Polish Media 'Tips' NATO on How to Detect Russian Varshavyanka Submarines


 Polish media said that although Russia's Project 636 Varshavyanka (Kilo) submarine is nicknamed "black hole" because of its reputation for smooth operation, it is easy to "disappear" in the ocean, but there is still a weakness large enough that NATO can rely on it to detect them.

Polish media do not appreciate Russian military equipment. For example, the Defense Portal has a "tip" analysis for NATO about Russian diesel-electric attack submarines of Project 636.3 Varshavyanka.The Polish newspaper wrote that the Varshavyanka submarines, despite their low noise levels, have a "significant disadvantage" - that they cannot stay underwater for more than two days due to the lack of air-independent propulsion (AIP engine).
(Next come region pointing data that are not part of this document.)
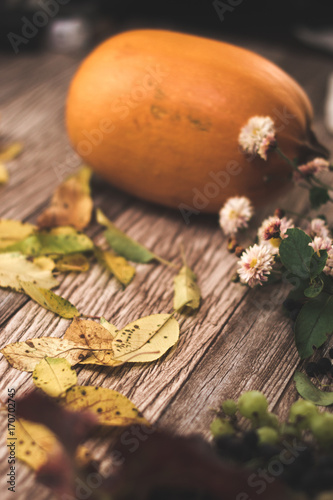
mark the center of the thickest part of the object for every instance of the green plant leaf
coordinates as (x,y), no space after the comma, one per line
(307,390)
(50,300)
(186,291)
(116,265)
(314,323)
(314,289)
(318,196)
(295,252)
(123,244)
(15,268)
(54,376)
(52,243)
(317,263)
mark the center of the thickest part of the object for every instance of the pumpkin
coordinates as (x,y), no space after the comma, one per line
(158,114)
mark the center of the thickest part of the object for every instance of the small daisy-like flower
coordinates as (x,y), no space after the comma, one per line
(257,136)
(255,264)
(328,269)
(311,168)
(272,231)
(235,214)
(320,243)
(318,227)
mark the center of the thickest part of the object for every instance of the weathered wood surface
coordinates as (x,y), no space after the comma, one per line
(239,339)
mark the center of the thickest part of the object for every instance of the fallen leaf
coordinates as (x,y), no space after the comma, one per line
(11,152)
(45,263)
(49,300)
(124,245)
(110,407)
(63,243)
(71,203)
(54,376)
(15,229)
(186,291)
(4,176)
(95,337)
(26,355)
(109,326)
(34,443)
(117,265)
(146,339)
(15,268)
(76,262)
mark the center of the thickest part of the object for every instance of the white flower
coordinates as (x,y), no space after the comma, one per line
(255,264)
(311,168)
(318,227)
(320,243)
(235,214)
(272,231)
(257,136)
(328,269)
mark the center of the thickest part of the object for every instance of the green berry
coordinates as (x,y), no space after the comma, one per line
(269,420)
(220,427)
(301,413)
(252,404)
(229,407)
(267,435)
(321,426)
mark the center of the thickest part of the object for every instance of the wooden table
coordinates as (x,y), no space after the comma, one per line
(239,340)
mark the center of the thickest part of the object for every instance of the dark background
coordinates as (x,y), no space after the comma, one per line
(255,18)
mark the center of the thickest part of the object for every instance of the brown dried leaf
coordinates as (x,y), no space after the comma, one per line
(71,203)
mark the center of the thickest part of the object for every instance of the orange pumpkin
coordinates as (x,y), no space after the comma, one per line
(158,115)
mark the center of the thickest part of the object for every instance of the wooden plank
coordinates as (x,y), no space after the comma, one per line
(234,343)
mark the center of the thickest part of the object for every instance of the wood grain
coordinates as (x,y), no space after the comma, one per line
(238,340)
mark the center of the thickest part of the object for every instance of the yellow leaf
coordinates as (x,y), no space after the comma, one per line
(4,176)
(34,443)
(26,355)
(45,263)
(11,152)
(109,326)
(118,266)
(71,203)
(96,338)
(146,339)
(15,268)
(186,291)
(49,300)
(111,407)
(76,262)
(54,376)
(15,230)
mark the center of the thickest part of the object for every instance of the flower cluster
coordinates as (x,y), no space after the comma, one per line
(311,168)
(235,214)
(257,136)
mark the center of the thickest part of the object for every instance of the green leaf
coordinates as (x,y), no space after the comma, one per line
(318,196)
(314,323)
(123,244)
(116,265)
(307,390)
(15,268)
(54,376)
(50,243)
(50,300)
(295,252)
(314,289)
(318,263)
(186,291)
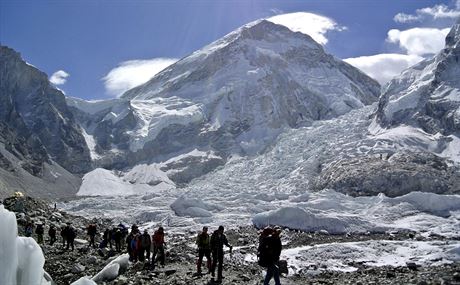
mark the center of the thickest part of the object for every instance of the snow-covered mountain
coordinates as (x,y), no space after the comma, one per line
(416,126)
(232,96)
(426,95)
(40,142)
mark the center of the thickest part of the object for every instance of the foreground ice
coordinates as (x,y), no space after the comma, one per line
(344,256)
(21,258)
(272,188)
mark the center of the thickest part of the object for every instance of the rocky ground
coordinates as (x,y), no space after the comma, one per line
(68,266)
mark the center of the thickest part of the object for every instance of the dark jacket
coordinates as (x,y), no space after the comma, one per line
(218,241)
(269,250)
(145,241)
(203,241)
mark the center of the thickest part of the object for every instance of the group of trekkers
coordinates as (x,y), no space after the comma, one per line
(140,246)
(68,234)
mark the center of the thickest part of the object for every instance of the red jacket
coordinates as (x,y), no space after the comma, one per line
(158,238)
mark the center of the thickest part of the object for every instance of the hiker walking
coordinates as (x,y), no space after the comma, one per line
(52,234)
(71,234)
(29,229)
(63,234)
(204,249)
(117,236)
(218,240)
(158,241)
(145,244)
(269,252)
(40,231)
(92,230)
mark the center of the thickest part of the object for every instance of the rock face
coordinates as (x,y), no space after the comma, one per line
(397,175)
(38,125)
(233,96)
(428,94)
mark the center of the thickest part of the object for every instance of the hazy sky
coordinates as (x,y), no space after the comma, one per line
(98,49)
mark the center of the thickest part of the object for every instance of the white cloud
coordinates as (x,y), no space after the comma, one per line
(132,73)
(383,67)
(419,41)
(315,26)
(436,12)
(59,77)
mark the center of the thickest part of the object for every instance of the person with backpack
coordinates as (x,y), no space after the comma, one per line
(117,236)
(204,249)
(40,231)
(63,234)
(129,238)
(52,234)
(269,252)
(92,231)
(158,241)
(145,244)
(218,240)
(29,229)
(71,234)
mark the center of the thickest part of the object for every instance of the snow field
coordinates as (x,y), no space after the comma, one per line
(343,256)
(21,258)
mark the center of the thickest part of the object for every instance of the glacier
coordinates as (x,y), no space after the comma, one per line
(21,258)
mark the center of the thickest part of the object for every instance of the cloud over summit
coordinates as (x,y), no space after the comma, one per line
(316,26)
(132,73)
(59,77)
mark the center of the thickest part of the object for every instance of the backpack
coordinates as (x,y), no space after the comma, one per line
(134,243)
(265,252)
(29,230)
(39,230)
(71,234)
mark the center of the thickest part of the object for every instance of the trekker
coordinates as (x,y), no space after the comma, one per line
(52,234)
(145,244)
(40,231)
(218,240)
(129,238)
(117,236)
(29,229)
(269,252)
(158,241)
(71,234)
(92,231)
(204,249)
(63,234)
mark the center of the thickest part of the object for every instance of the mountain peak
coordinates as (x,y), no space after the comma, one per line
(453,38)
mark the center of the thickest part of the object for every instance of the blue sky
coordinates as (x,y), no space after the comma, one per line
(101,48)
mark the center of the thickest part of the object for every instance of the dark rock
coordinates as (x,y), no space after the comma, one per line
(411,265)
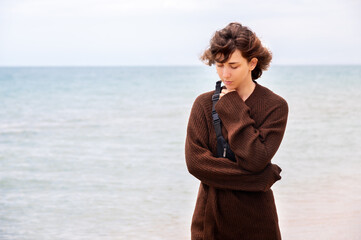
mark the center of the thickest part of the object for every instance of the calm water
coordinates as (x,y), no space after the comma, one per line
(98,153)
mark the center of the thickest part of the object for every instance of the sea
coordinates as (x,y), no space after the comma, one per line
(98,152)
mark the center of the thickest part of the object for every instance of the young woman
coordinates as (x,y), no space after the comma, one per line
(234,199)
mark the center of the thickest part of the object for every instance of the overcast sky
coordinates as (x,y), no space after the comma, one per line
(173,32)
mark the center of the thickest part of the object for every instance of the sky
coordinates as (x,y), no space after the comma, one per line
(173,32)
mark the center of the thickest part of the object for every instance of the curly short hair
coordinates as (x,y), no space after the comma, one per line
(235,36)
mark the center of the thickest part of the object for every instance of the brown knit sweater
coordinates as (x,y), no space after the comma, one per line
(234,199)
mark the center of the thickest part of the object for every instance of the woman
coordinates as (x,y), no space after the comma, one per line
(234,199)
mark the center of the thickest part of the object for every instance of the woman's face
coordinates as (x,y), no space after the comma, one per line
(236,72)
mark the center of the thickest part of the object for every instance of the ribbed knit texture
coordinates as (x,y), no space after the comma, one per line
(234,199)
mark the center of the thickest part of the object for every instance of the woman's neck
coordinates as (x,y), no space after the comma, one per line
(246,90)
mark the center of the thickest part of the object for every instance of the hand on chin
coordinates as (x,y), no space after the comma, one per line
(225,91)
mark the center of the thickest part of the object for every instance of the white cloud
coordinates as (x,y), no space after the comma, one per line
(41,32)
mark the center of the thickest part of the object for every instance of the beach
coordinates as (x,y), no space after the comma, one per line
(98,152)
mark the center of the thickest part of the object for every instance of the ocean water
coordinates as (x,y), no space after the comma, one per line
(98,152)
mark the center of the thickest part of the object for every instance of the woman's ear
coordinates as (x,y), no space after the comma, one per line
(253,63)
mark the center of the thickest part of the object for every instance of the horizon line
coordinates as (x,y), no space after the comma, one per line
(171,65)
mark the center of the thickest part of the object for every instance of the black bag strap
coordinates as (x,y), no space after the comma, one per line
(216,119)
(223,149)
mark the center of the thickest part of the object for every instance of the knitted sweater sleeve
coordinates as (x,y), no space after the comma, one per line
(253,146)
(220,172)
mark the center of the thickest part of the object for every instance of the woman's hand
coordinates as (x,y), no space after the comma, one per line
(225,91)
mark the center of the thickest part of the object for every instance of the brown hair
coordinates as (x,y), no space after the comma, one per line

This is the "Achilles heel" of Russian diesel-electric submarines , despite the fact that the Kilos have extremely low operating noise levels that make them nicknamed "black holes".According to Polish experts, if it is known the approximate area of ​​​​operation of the Russian submarine, as well as what type of submarine is in question, it is highly likely that it will be detected, because in 48 hours, the ship will finally be discovered because will have to emerge.
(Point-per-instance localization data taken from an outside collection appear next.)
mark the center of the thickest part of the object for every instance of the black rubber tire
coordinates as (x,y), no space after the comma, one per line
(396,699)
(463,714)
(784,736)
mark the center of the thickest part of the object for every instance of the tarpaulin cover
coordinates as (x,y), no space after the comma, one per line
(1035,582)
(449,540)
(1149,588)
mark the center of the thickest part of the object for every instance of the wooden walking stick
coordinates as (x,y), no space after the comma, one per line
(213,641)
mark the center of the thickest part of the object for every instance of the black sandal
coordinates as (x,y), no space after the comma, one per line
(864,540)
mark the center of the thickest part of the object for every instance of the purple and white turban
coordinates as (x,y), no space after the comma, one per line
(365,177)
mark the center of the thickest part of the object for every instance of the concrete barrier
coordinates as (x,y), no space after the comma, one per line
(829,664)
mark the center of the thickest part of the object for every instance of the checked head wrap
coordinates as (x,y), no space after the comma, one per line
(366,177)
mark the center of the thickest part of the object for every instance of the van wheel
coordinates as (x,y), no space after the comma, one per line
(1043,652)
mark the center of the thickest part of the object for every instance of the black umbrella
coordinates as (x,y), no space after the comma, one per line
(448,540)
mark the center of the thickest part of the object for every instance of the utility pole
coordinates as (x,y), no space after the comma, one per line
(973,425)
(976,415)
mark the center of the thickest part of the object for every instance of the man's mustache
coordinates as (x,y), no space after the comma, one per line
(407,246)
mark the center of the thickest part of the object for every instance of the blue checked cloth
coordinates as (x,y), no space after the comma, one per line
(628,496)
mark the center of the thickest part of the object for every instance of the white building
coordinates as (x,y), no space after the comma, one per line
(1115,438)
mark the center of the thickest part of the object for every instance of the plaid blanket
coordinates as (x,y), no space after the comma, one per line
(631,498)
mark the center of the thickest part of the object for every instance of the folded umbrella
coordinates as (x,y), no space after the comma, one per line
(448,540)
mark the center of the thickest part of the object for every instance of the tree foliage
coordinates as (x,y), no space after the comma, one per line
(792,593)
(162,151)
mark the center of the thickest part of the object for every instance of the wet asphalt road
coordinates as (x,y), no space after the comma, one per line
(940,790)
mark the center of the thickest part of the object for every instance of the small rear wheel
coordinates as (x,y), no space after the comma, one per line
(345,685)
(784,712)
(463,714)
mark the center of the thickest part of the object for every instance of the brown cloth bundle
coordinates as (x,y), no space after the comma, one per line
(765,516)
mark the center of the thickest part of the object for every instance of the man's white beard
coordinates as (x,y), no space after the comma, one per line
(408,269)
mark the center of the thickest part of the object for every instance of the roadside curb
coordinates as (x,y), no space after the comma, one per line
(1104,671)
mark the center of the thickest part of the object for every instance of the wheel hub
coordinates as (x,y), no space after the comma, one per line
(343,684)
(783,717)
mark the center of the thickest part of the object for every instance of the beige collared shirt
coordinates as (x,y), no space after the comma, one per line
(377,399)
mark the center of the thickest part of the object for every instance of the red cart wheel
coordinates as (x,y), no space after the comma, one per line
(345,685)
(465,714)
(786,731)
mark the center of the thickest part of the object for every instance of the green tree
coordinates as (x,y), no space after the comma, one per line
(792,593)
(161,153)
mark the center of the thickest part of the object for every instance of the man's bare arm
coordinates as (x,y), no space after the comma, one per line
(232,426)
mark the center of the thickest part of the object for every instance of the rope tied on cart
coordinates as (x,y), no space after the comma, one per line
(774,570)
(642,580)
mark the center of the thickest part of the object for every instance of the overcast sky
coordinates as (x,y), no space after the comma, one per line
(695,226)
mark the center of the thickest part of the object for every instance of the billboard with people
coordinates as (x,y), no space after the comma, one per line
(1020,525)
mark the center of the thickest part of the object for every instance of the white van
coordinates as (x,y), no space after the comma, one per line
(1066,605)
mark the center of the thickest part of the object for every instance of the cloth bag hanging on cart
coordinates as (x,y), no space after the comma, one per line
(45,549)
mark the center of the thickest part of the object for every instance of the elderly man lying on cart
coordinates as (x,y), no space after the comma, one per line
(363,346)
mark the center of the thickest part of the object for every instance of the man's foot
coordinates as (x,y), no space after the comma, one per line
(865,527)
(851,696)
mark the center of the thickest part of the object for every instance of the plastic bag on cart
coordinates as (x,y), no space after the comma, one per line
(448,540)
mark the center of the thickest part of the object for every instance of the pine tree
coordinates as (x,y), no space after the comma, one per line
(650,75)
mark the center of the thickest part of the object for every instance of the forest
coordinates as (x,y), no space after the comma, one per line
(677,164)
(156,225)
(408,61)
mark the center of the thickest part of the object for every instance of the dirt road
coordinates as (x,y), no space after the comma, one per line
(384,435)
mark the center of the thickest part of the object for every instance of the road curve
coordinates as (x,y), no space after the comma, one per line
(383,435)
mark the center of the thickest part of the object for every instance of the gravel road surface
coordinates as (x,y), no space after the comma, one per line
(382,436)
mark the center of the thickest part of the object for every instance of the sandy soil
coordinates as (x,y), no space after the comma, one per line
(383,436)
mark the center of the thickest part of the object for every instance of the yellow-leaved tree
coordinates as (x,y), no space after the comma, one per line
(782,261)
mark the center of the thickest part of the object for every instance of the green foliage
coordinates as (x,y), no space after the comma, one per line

It is noteworthy that Warsaw also has a country with experience in operating Kilo-class submarines, when in the navy's payroll there is still one of Project 877 - the previous generation of Project 636 but between two submarine classes the above have many similarities.Poland's knowledge of Soviet/Russian-made diesel-electric attack submarines will certainly be of great help to NATO and this is a factor that Moscow cannot ignore.However, many Russian military experts believe that between the Project 877 submarines built during the Cold War and the advanced Project 636.3 today, there are actually too many differences and cannot be equated.

The fact has been proved by the fact that the whole NATO fleet along with anti-submarine patrol aircraft have repeatedly been powerless to find the Varshavyankas of the Russian Navy in a relatively narrow area.